As for an industrial strategy, there is little detail from Labour. As The Manufacturer wrote, ‘on manufacturing specifically, there is relatively little clear guidance as to what we can expect and certainly no indications of a radical change of approach. Although the manifesto recognises ‘advanced manufacturing’ as an area of strength and outlines funding for automotive and steel sectors, manufacturing itself is mentioned a mere four times in the document’.
But in one area, Labour is clear – it will establish a national wealth fund with £7.3bn of funding. Under it there’s a plan to spend £1.8bn upgrading ports, £1.5b on automotive gigafactories, £1bn on carbon capture and £500m on green hydrogen manufacturing.
Infrastructure
On transport, there are to be – assuming this comes to fruition – investments to enhance rail links in northern England as part of a programme to improve east-west connectivity following the cancellation of HS2 beyond Birmingham; by definition, Labour isn’t reversing the cancellation.
Allied to this, Labour plans to bring train operators under state control as their contracts expire while also establishing Great British Railways (GBR) to integrate nationalised train operators with Network Rail’s track maintenance functions.
Planning should become somewhat easier through a Planning and Infrastructure Bill that seeks to bring in changes to the planning system to streamline the process for roads, railways, reservoirs, and other nationally significant infrastructure.

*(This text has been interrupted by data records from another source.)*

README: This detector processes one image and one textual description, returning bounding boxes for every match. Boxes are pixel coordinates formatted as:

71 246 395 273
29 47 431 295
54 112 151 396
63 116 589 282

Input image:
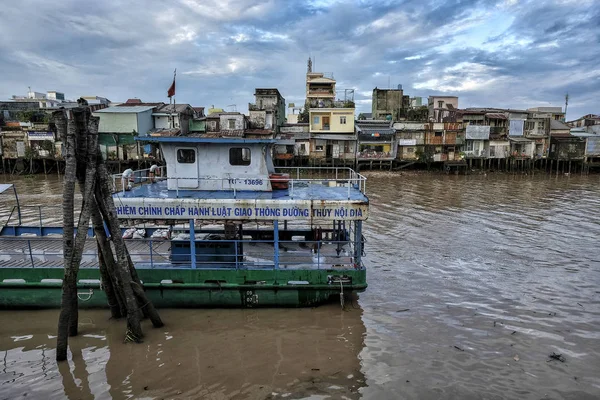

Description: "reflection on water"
0 173 600 399
0 305 365 399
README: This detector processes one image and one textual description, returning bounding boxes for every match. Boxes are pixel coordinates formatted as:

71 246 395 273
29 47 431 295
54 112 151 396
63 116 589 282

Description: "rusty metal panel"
444 122 462 131
585 137 600 156
465 125 490 140
508 119 525 136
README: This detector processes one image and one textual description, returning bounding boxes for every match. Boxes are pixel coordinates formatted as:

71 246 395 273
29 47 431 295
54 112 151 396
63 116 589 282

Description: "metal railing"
113 167 367 199
0 237 364 270
112 166 167 192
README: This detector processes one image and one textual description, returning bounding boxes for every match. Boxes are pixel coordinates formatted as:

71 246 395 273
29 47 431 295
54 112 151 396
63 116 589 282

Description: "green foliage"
25 146 37 160
40 140 54 155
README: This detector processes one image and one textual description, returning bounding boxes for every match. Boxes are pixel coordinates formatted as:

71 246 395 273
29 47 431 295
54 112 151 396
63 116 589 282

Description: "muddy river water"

No doubt that will rub off on other parts of the economy – especially housing which the government wants ramped up to 300,000 new properties a year with the concomitant impact for those that supply the housebuilding and homes sector.
Summary
Of course, with 40 bills announced, this is but a light touch overview of what is likely coming the way of business. The best advice is to tune into forums and government and to take advice on how to prepare.